Find more information on how to work with 🤗 huggingface.co/docs/datasets

📊 Baseline

To establish a baseline on the dataset, we explore 4 approaches

We evaluate the SotA model in animal re-identification: MegaDescriptor-L-384, a feature extractor, pre-trained on many species and identities.

timm.create_model("hf-hub:BVRA/MegaDescriptor-L-384", pretrained=True)
We finetune the above MegaDescriptor-L-384.

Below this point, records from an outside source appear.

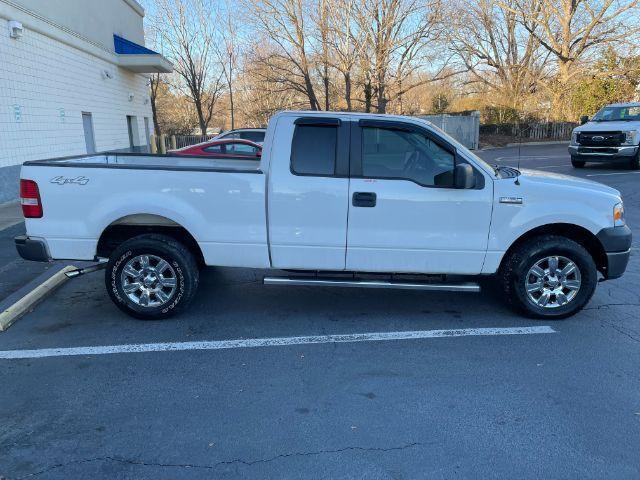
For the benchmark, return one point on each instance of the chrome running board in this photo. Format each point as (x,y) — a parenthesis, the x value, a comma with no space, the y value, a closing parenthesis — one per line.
(339,282)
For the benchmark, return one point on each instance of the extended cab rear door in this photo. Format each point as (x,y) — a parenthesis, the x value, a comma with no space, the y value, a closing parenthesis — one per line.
(308,193)
(405,214)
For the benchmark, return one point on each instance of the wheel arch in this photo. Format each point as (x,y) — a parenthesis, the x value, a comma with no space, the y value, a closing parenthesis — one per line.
(571,231)
(131,226)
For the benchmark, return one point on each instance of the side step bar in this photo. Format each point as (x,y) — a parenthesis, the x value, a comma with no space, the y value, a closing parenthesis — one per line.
(322,282)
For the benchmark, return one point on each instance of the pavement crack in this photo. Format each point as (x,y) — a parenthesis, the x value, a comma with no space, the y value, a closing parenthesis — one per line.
(608,305)
(621,330)
(319,452)
(117,459)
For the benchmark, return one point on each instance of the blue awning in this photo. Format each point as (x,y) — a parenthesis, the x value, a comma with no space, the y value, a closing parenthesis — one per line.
(139,59)
(127,47)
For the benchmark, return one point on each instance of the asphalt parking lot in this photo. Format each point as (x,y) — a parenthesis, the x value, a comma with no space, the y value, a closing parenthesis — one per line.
(561,401)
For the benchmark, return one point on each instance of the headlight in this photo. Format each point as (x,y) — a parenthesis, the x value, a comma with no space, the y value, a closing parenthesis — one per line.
(574,138)
(630,137)
(618,215)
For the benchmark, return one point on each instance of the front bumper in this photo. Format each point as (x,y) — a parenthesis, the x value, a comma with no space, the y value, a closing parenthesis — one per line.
(602,154)
(617,246)
(32,249)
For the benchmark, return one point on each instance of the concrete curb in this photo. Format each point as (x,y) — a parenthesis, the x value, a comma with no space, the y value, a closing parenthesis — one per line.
(14,311)
(524,144)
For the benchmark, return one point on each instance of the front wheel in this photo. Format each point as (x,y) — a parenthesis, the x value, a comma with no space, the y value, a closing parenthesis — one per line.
(151,277)
(549,277)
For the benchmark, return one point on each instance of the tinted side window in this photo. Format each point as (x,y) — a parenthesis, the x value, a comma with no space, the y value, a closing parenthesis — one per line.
(241,149)
(213,149)
(313,151)
(400,154)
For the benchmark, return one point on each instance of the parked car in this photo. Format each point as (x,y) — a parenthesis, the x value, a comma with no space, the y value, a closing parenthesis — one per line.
(225,148)
(254,134)
(612,134)
(375,197)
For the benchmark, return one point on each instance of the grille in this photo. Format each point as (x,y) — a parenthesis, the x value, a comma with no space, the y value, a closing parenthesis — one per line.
(601,139)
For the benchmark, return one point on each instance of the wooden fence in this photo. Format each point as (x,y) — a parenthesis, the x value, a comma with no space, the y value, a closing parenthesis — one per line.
(164,143)
(531,131)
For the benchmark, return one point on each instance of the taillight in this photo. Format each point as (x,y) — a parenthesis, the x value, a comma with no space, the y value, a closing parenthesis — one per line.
(30,199)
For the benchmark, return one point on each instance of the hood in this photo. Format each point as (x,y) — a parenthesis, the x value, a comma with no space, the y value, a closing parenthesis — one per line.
(549,178)
(607,126)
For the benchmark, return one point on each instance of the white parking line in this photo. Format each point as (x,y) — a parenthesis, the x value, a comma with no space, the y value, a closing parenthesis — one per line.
(269,342)
(608,174)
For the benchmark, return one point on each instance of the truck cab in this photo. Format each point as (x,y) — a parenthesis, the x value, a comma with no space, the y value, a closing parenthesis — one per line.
(613,134)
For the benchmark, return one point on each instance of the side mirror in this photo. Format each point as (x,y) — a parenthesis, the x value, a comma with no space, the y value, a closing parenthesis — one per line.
(464,176)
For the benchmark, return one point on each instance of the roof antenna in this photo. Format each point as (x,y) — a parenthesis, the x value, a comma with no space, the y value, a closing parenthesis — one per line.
(517,182)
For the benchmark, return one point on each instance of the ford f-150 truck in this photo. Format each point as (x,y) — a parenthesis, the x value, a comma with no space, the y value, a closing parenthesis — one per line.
(613,134)
(342,199)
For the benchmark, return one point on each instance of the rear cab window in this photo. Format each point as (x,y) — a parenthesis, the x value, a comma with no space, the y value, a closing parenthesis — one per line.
(313,150)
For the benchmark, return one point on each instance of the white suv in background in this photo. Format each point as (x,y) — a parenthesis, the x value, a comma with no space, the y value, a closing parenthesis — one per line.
(611,135)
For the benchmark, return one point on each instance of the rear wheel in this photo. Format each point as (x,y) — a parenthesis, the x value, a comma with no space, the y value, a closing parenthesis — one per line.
(549,277)
(577,163)
(152,277)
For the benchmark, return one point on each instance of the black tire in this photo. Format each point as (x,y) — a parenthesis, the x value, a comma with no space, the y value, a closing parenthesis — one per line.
(182,267)
(577,163)
(516,266)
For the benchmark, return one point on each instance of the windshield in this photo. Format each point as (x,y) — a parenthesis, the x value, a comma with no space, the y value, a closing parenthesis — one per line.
(618,114)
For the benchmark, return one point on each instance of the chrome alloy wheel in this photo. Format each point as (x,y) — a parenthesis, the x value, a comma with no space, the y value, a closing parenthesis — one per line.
(553,282)
(148,281)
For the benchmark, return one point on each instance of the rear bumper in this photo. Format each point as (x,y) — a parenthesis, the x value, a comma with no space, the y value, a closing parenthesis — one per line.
(617,246)
(602,154)
(32,249)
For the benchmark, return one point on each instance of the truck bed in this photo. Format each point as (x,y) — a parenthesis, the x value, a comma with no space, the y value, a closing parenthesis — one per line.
(219,202)
(145,161)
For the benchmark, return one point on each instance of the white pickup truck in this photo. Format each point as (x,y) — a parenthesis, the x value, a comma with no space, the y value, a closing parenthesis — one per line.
(350,200)
(612,135)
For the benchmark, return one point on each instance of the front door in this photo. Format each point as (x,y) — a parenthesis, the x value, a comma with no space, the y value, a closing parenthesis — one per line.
(405,214)
(309,193)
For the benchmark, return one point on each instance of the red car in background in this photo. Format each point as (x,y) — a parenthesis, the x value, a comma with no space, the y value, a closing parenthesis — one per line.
(225,148)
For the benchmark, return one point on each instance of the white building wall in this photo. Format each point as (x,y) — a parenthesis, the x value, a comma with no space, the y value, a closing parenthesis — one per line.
(46,84)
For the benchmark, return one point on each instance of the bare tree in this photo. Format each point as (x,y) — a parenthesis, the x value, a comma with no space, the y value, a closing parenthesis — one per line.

timm.create_model("hf-hub:BVRA/MegaDescriptor-L-384", pretrained=True)
We train MegaDescriptor-L-384's underlying architecture; a Swin-Transformer, in the same way it has been used to build the MegaDescriptor-L-384, but now on our own dataset. (MegaDescriptor from scratch)

timm.create_model('swin_large_patch4_window12_384')
We train a Vision Transformer (ViT-B/16) as a fully supervised baseline, and focus on embeddings by replacing the classifier head with a linear layer.

from torchvision.models import vit_b_16

Evaluation settings are based on:

Linear Eval: SimCLR
k-NN Eval: InstDist

Metrics are from torchmetrics

mAP: MulticlassAveragePrecision(average="macro")
top1: MulticlassAccuracy(top_k=1)
top5: MulticlassAccuracy(top_k=5)

We train on the all-visibility subset of the Chicks4FreeID dataset. Better results can be achieved by only training on the best-visibility subset. The All-visibility subset contains images where chicken might be occluded or cut off. The best-visibility subset only contains chicken that are fully and clearly visibile. Below are the metrics for all-visibility test set. Standard deviations are based on 3 runs:

Regular Training (200 Epochs)

Setting	Evaluation	val_mAP	val_top1	val_top5
MegaDescriptorL384 Frozen	knn_eval	0.563 ± 0.011	0.609 ± 0.006	0.920 ± 0.025
MegaDescriptorL384 Frozen	linear_eval	0.920 ± 0.008	0.818 ± 0.002	0.976 ± 0.003
MegaDescriptorL384 Finetune	knn_eval	0.835 ± 0.035	0.898 ± 0.026	0.976 ± 0.006
MegaDescriptorL384 Finetune	linear_eval	0.960 ± 0.009	0.916 ± 0.020	0.982 ± 0.007
SwinL384	knn_eval	0.728 ± 0.082	0.806 ± 0.060	0.966 ± 0.013
SwinL384	linear_eval	0.945 ± 0.019	0.884 ± 0.010	0.989 ± 0.004
ViT_B_16	knn_eval	0.923 ± 0.006	0.939 ± 0.006	1.000 ± 0.000
ViT_B_16	linear_eval	0.970 ± 0.014	0.951 ± 0.009	1.000 ± 0.000

One-Shot Training (only one image per identity was used for training, 200 Epochs)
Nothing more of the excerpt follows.